Leverage multipart blob uploads to remove need for sharding / reassembly

Gozala commented 3 months ago

S3 has multipart uploads that allows users to shard content and upload it in parts, just like we shard into cars and upload them.

In our case however we have to do whole lot of bookkeeping and to reassemble content on reads. This will make even less sense if we transition from UinxFS into BAO / blake3 world where sharding will offer no value just an overhead.

I think it would be interesting to explore how multipart uploads could be leveraged to avoid sharding and whether multipart uploads are supported by other storage providers.

Gozala commented 3 months ago

Also this article describes concatenation strategy using multipart uploads where objects in s3 can be used as parts without having to re-upload them. I think it is really interesting as it may allow us to create append-only logs which can be basis for all the queues and whole lot of other things relevant in distributed systems.

hannahhoward commented 3 months ago

My primary question @Gozala -- what's the Filecoin strategy? We have to shard at that level for super large uploads. I always understood 4GB to be a limit that was safe to get in a single Filecoin piece.

Gozala commented 3 months ago

My primary question @Gozala -- what's the Filecoin strategy? We have to shard at that level for super large uploads. I always understood 4GB to be a limit that was safe to get in a single Filecoin piece.

Currently we submit aggregates that are 16GiB which we chose over 32GiB (both options recommended by spade) to move content faster through the pipeline.

There is a some overhead to be considered for the segment index, but otherwise blobs up to whole aggregate size - segment index size could be used without a problem. You are correct however that blobs that are larger in size than aggregates would need to be shaded for filecoin pipeline, but even than we could provide them as a byte range within our large blob to an SPs.

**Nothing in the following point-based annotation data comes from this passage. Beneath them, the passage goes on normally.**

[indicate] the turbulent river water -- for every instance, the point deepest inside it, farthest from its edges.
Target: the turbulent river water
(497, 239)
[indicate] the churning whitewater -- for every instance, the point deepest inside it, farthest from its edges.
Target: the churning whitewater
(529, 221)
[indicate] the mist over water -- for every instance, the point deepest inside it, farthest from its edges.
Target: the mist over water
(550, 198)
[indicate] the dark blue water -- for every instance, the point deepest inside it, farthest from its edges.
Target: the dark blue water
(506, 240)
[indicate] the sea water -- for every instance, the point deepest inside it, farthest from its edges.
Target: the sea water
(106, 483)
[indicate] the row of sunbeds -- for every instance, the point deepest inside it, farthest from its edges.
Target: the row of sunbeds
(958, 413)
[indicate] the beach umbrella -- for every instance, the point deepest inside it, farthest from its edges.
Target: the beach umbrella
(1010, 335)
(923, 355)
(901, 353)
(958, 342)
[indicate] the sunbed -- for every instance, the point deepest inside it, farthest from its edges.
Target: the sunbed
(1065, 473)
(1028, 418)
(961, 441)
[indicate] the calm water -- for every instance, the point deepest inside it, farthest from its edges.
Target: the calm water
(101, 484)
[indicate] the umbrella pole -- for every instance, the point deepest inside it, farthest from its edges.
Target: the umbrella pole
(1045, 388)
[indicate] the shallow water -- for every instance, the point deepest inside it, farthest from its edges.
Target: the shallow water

It is worth calling out motivating benefits. Currently we create much smaller shards around 127MiB that are CARs so for large uploads (e.g. video stream) we'd end up with lot of shards, then index mapping blocks across those shards and when serving we'd need to reverse all of that back. That is a lot of overhead and you loose ability to perform (efficient) skip forward/backward on a video stream just to satisfy first iteration over hash addressed content. In contrast if we retain content as is, we remove lot of overhead associated with sharding, transcoding and then reconstructing and get ability to skip forward / backward. Better yet actual blob could be read right out of copy that SPs holds.

hannahhoward commented 3 months ago

Wow, ok. I don't know where I got 4GB as the shard size. 127MiB is super small. And the shard as index into a larger blob is SUPER interesting.

Alright now I really like this. It makes 100% sense we should apply sharding only when needed, and specific to the situation where it's needed, rather than have a fixed sharding all the way through for both Filecoin and the upload part.

So essentially, multipart upload is "temporary sharding" for the upload process, while byte range indexes into a blob for an SP are sharding tailored to filecoin.

That's pretty cool. And we don't really have to go all in on Blake3 to do it -- we could just stop sharding into multiple CAR files.

Ok well don't hate me but while I think this is a great thing to do I also don't think it goes in Write To R2. I am imagining an endeavor, at a later point, we can call "simplfying storage format" which would cover this as well as Blake3 instead of cars for flat files.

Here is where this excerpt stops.